We thank the reviewers for requesting further articulation of mechanism(s), which was precluded by the word limit for the short article format. The paragraph below and model figure have been introduced in the revised text, which we hope will help the reader envision how histone replacement might occur.

“Within the nucleosome core particle each H2A-H2B dimer is stabilized by histone-DNA interactions (at three minor groove locations: SHL3.5, SHL4.5 and SHL5.5) and histone-histone interactions (α2 and α3 helices of H2B interact with α2 and α3 helices of H4 in a four-helix bundle).

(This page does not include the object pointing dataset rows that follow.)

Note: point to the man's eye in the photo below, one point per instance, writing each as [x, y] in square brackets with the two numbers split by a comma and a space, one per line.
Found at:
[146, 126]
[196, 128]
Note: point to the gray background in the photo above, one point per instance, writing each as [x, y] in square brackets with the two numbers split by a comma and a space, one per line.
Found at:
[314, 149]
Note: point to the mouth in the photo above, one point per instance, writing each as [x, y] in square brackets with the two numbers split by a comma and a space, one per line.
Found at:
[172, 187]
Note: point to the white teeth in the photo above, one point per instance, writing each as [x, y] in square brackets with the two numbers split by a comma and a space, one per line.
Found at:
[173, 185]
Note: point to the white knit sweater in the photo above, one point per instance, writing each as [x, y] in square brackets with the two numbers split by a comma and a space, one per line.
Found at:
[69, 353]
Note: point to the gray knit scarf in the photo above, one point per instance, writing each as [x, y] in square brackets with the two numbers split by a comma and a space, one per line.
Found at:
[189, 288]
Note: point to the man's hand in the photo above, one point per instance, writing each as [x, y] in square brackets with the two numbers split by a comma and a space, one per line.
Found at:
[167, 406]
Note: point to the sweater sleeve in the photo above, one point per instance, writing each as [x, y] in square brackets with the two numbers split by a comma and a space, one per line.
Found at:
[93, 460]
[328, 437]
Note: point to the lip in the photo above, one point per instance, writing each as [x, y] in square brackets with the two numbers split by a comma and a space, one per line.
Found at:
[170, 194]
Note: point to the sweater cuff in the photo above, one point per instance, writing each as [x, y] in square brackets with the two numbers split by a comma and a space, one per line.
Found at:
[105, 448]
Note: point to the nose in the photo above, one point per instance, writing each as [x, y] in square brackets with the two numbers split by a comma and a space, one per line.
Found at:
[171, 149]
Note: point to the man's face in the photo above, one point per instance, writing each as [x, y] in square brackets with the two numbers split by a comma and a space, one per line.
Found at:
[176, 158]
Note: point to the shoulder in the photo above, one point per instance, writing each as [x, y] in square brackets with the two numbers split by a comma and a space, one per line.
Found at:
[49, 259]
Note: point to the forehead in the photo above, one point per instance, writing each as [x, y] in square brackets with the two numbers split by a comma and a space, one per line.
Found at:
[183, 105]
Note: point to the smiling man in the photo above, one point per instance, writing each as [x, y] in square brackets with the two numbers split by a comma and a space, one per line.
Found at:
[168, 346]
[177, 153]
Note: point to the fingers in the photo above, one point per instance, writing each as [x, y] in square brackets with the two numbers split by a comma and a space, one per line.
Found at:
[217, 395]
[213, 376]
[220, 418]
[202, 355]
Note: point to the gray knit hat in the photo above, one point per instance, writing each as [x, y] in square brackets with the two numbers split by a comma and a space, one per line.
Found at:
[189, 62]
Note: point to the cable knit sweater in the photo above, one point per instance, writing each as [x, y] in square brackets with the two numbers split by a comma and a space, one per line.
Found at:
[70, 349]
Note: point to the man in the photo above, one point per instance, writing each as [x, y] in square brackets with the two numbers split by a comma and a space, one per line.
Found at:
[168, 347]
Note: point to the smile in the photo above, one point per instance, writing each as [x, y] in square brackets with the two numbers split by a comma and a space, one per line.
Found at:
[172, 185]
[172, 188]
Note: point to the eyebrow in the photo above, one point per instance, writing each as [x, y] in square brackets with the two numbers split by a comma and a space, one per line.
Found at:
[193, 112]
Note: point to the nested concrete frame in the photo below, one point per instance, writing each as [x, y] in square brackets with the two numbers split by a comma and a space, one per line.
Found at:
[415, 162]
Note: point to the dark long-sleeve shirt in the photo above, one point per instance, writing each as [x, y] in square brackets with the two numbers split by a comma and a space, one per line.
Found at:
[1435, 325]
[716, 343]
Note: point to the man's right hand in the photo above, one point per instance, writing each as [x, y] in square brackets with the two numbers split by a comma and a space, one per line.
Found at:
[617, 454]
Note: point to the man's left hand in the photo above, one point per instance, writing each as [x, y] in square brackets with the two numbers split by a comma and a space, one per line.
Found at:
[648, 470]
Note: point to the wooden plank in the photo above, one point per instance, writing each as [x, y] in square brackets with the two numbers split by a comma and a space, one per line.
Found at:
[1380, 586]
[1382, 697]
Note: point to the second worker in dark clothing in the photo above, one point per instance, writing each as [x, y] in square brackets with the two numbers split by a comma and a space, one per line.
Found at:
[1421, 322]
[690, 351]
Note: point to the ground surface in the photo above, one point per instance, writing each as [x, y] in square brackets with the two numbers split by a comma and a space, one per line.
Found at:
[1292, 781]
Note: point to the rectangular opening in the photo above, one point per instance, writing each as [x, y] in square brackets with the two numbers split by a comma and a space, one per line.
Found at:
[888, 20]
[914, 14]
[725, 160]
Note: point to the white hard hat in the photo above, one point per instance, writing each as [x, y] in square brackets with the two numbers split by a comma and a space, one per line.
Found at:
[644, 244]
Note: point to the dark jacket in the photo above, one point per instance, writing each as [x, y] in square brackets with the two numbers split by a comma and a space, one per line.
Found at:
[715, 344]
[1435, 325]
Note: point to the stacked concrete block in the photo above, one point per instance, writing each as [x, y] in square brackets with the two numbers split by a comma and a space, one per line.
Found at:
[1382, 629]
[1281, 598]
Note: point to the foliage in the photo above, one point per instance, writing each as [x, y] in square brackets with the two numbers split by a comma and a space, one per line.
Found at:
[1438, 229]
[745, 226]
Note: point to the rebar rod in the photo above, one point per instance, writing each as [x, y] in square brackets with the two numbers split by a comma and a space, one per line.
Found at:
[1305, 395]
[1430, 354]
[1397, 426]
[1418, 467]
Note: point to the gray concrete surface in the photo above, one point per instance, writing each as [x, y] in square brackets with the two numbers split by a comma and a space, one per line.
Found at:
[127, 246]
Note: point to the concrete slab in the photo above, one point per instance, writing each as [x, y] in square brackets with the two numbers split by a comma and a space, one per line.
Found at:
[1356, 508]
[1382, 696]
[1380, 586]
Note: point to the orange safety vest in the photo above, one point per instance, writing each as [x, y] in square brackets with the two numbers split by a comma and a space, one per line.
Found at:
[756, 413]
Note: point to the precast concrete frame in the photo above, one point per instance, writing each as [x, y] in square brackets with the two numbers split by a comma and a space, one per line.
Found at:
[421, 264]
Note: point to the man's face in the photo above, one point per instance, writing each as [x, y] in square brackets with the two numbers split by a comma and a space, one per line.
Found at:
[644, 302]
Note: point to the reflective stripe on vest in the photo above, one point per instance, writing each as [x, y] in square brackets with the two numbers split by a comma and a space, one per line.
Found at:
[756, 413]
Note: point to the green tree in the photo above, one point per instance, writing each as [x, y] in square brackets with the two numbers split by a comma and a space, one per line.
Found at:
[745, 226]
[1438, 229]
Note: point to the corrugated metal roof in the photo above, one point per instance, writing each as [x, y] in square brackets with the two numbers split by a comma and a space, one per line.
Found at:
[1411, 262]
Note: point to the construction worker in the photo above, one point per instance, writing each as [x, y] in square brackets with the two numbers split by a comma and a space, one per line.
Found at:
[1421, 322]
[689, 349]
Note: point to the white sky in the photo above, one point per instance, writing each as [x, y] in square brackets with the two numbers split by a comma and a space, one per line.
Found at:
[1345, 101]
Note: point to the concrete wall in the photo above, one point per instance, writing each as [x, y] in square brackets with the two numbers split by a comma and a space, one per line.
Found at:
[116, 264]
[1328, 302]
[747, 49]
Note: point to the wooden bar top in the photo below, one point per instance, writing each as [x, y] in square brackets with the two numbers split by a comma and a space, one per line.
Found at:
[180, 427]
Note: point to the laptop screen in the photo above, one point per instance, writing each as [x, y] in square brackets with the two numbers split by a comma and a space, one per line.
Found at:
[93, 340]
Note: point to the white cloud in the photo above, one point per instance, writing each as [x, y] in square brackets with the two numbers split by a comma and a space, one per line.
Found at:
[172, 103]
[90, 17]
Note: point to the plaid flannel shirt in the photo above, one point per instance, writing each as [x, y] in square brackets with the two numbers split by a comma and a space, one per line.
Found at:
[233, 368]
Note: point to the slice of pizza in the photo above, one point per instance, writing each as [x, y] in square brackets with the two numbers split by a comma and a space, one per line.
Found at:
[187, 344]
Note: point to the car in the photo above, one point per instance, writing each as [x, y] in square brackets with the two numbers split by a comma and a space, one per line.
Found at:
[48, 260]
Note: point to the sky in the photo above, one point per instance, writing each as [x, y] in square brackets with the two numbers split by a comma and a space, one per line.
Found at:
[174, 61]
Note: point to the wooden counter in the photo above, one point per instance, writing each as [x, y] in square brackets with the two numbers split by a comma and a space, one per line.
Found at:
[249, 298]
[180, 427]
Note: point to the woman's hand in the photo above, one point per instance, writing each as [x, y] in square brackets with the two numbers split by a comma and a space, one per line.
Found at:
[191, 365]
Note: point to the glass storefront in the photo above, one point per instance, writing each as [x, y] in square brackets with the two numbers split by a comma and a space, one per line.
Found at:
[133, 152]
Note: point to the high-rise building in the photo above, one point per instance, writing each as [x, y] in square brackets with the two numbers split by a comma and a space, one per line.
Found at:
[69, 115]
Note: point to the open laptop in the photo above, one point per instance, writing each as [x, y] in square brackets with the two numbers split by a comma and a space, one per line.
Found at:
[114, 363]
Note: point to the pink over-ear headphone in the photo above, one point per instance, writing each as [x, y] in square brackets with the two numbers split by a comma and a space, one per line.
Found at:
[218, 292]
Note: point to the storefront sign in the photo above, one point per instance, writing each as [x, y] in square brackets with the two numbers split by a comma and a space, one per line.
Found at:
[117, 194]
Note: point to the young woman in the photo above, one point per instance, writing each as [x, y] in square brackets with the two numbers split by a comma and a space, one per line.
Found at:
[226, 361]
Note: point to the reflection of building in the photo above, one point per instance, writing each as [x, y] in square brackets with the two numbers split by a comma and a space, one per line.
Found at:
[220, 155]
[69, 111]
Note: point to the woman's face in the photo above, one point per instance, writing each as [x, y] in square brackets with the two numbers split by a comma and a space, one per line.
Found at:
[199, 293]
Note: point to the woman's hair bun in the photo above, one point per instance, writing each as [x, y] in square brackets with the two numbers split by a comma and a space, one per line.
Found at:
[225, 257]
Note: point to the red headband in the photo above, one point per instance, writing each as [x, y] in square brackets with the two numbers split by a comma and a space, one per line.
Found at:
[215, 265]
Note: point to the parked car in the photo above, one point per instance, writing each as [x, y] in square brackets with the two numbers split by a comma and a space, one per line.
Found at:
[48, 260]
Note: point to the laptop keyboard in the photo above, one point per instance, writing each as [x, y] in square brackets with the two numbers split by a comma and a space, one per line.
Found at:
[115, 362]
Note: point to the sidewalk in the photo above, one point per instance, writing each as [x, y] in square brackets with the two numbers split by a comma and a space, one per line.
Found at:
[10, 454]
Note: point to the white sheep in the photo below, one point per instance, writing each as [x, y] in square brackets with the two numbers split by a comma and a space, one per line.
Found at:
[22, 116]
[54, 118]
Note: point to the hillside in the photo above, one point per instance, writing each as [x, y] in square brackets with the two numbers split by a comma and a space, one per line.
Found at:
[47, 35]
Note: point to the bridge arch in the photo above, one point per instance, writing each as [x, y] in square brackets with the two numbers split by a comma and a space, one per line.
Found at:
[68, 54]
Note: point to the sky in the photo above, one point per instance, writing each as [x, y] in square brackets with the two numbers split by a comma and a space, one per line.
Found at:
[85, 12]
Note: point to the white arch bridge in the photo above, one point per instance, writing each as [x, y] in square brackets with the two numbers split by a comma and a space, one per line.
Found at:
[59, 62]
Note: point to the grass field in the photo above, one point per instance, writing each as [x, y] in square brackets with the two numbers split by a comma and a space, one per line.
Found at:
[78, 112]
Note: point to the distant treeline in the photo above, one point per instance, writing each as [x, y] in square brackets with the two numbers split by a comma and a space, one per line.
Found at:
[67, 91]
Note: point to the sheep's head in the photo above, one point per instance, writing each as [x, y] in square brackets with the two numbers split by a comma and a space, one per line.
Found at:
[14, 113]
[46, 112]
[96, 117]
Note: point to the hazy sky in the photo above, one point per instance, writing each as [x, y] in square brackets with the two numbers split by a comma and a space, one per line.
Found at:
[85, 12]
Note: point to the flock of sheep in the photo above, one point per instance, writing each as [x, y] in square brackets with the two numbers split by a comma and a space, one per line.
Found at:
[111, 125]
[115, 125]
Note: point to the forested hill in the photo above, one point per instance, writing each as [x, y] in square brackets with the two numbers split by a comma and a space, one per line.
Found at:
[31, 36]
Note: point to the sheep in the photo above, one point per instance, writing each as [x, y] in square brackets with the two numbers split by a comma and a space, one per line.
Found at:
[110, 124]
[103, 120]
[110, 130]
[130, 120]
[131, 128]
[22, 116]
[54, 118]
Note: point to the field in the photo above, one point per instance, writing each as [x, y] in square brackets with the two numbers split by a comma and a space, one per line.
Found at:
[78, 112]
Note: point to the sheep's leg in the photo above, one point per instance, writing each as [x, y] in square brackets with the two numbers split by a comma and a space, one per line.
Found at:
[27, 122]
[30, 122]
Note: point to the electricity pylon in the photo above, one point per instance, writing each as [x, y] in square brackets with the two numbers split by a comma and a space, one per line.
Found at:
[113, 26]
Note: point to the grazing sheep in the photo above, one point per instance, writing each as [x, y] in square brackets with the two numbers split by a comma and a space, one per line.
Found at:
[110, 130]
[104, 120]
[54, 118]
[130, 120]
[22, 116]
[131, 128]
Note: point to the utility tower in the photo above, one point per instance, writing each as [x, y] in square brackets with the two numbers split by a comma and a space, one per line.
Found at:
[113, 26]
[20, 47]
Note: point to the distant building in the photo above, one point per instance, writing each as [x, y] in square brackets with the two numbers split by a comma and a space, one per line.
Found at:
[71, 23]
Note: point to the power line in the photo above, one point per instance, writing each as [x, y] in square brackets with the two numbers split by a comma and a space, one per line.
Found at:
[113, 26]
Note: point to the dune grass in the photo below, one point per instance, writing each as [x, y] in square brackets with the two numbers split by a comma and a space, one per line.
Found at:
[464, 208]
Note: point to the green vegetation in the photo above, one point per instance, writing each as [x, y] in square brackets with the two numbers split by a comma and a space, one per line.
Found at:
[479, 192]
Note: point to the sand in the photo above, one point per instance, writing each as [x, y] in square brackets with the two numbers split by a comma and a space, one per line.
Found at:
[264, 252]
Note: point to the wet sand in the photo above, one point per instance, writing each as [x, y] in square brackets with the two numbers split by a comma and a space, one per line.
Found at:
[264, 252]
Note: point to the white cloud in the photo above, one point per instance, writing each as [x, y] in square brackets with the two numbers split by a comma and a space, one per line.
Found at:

For histone exchange, SWR1 must disrupt either one or both of these interactions, coordinated with H2A.Z-H2B deposition. This might be initiated by transient, confined DNA translocation by the SWR1 ATPase essentially as indicated for other remodelers (Clapier and Cairns, 2009, Mueller-Planitz et al., 2013), but without propagation as histone exchange is not accompanied by repositioning of the histone octamer on DNA. Alternatively, histone replacement could be initiated by a local, ATP-driven DNA conformational change near SHL2 that alters the path of the DNA superhelix, resulting in destabilization of H2A-H2B contacts with DNA or with the H3-H4 tetramer (Figure 3–figure supplement 2B).”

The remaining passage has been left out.